就在她轉身準備要走時,她看到江宴出現在蘇雁兒的屋門口,他似乎沒有看到她,快速地閃入蘇雁兒的屋門內。
溫庭姝驀然怔住,這男人他怎么能如此溫庭姝心中驀然浮起一股強烈的憤怒,原來這男人從始至終都是在欺騙她,玩弄她,而她竟然信了他的花言巧語。

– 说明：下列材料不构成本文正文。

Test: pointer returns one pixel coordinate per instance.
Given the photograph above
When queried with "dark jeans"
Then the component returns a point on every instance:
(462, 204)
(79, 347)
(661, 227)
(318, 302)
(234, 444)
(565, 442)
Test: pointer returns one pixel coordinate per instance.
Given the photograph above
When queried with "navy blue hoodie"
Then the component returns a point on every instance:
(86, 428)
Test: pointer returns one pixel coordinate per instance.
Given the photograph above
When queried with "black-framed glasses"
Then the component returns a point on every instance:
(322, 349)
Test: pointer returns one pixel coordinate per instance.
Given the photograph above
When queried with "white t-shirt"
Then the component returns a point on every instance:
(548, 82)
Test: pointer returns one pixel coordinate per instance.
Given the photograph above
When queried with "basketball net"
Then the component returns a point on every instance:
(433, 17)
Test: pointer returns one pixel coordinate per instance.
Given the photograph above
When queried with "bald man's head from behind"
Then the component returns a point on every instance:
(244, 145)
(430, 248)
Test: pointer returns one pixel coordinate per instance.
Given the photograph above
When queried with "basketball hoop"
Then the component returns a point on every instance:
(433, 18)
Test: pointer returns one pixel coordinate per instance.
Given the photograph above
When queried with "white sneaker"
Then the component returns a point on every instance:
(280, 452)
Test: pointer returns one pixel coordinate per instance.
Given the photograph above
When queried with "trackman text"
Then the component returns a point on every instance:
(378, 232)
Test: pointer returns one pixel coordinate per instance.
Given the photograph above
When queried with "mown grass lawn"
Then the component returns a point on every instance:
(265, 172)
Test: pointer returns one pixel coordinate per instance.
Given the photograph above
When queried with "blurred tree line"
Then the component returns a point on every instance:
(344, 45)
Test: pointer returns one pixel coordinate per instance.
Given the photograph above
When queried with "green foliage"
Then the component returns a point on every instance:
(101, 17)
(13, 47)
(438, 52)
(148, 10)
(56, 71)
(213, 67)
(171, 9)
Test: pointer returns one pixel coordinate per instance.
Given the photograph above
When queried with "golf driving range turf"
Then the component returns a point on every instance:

她胸口起伏著,在某種沖動的驅使之下,她面色凝重地走到屋門前,她猶豫再三,還是抬起手敲了門。
蘇雁兒如今是宋子卿的人,她既然看到,又豈能坐視不理
就在她敲第二下門時,屋門突然開了一條縫,溫庭姝正猶豫要不要進來,一只手驀然伸出來抓住她的手腕,她整個人被拽進屋中。
"砰"的一聲門關上。
江宴將她逼近門邊,雙手撐在門上,阻止了她逃離,笑吟吟地俯視著溫庭姝,低聲親昵道∶"看夫人這架勢,好似來抓奸的。"無限好文,盡在晉江文學城
當下的情況著實出乎溫庭姝的意料,她雙眸微微瞪圓。
蘇雁兒呢難道她不在屋內溫庭姝神色不安地往屋內看了一眼,卻不見有人。
"別看了,屋里就只有我們兩人。"江宴看出她驚慌,不禁笑了笑,好心地為她解答。
聽聞只有他們兩人,溫庭姝松了口氣的同時,內心又升起另外一股不安,因為過近的距離,溫庭姝不由緊張得身體發僵,鼻尖聞到他身上那股淡淡的脂粉香氣,讓人心神不定起來。似乎每次與他靠近,她都能聞到這股香氣,也許這不是其他女人的香氣,而是他本身具有的香氣。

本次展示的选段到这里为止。